Glucose-6-Phosphate-dehydrogenase (G6PD) Deficiency: Fluoroquinolones have been associated with drug-induced hemolysis in patients with G6PD deficiency. FACTIVE should be used with caution in patients with G6PD deficiency or patient with positive family history of G6PD deficiency.
Heart Valve Regurgitation/Incompetence: Fluoroquinolones have been associated with an increased risk of mitral and aortic regurgitation. FACTIVE should be used after careful benefit-risk assessment and consideration of other therapeutic options in patients at risk for heart valve regurgitation/incompetence, or in presence of other risk factors or conditions predisposing for heart valve regurgitation/incompetence include congenital or preexisting heart valve disease, connective tissue disorders (e.g., Marfan syndrome or Ehlers-Danlos syndrome), Turner syndrome, Behcet's disease, hypertension, rheumatoid arthritis, and infective endocarditis. Patients should be advised to seek immediate medical attention in case of acute dyspnea, new onset of heart palpitations, or development of edema of the abdomen or lower extremities.

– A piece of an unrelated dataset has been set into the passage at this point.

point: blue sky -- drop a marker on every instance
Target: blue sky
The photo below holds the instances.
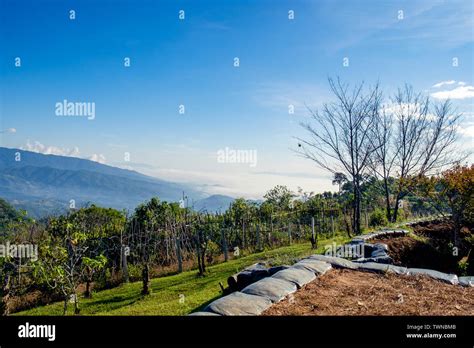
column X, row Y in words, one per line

Photosensitivity Reaction: Fluoroquinolones, including FACTIVE have been associated with moderate to severe photosensitivity/phototoxicity reactions, the latter of which may manifest as exaggerated sunburn reactions (e.g., burning, erythema, exudation, vesicles, blistering, edema) involving areas exposed to light (typically the face, "V" area of the neck, extensor surfaces of the forearms, dorsa of the hands) after sun or UV light exposure. Excessive exposure to these sources of light should be avoided. Discontinue FACTIVE if phototoxicity (e.g., skin eruption) occurs.